Well over half of the global population does not trust that leaders of any kind are telling the truth. Politicians are getting caught in lies or corruption, business leaders are being called out for shady practices, and media is being put on notice for having heavily biased reporting. Technology, and in particular video and social media, has enabled this revealing of truths, and there is no turning back now. We have entered the Age of Truth.

It would not be possible to achieve our purpose of transforming the way data is collected, protected and used without doggedly pursuing transparency and trust in all that we do. It is no great secret that data is, and will continue to be, an integral part of not only technological advancements, but our advancement as a society that trusts again.

One critical way data can both improve businesses and rebuild trust is to get it first-hand. Automated Research Platforms can provide the opportunity for anyone, researcher or otherwise, to quickly gather reliable feedback directly from the people they serve. Not only does incorporating this kind of agile research process improve the results of campaigns or new product development, but it helps to establish trust between brands and consumers by opening up a dialogue and taking away the smoke and mirrors.

This desire for a two-way relationship between organizations and their audiences is a piece of a much larger trend in data privacy. As much as the Age of Truth will depend upon data to be successful, it will depend on the proper protection of that data. Too many people have now experienced the trauma of a breach of their data thanks to one company or another not having the right safeguards in place. Too many people have been put off by the sneaky tracking of their data without their consent.

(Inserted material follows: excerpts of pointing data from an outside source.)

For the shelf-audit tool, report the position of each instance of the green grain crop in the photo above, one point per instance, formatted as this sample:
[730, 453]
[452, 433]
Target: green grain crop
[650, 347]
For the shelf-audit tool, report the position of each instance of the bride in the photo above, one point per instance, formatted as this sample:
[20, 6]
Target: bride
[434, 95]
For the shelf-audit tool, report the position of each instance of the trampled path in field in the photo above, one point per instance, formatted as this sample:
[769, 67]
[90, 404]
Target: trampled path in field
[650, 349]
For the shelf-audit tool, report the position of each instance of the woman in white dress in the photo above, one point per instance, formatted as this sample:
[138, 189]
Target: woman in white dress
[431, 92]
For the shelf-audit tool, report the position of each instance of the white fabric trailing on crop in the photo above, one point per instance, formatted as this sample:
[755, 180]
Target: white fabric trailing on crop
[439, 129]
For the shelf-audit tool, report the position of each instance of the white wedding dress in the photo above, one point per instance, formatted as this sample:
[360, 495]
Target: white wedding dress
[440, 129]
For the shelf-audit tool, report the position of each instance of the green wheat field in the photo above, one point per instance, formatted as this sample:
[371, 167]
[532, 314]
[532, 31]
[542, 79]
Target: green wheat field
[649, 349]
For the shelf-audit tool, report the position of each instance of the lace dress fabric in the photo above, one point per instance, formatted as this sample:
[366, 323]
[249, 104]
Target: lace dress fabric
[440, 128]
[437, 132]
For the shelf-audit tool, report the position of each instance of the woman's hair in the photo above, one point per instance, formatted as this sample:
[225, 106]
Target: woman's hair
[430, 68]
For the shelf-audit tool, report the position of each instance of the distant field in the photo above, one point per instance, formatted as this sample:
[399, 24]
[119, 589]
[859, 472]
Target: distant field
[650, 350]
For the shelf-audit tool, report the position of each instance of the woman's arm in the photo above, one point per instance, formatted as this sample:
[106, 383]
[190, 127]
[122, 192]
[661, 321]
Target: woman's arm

As much as technology has made it possible for these breaches of data security, it can also be the key to solving them and giving individuals back the control they are seeking.  For example, a blockchain-powered marketplace that gives users control of their own data. It is a way of embedding transparency into data collection, and giving individuals the autonomy they need to rebuild trust in the organizations that collect and use their data.

Another issue with the collection of data is that respondents are not always entirely truthful, or can be impacted by other circumstances in the moment of their response. Virtual consumer panels made up of “Animated Personas” are now used to mimic the behaviours, responses and evolving interests of real consumers. The Animated Personas don’t have bad days, or feel compelled to hide certain thoughts, feelings, or behaviours. While they are primarily used for marketing purposes currently, their potential to help get reliable, honest feedback is immense.

The Age of Truth has been brought on, in many ways, because of advancements in technology. Technology is also what will enable it to reach its full potential and truly transform society. But even if you are not in the technology space, that doesn’t mean you can’t be an important part of this transformation. You can contribute most importantly by looking at your own organization and asking, where can we be more transparent? How can we open up our data in a productive way? If there are areas that feel “unsafe” to be transparent about, examine why, and if practices need to change.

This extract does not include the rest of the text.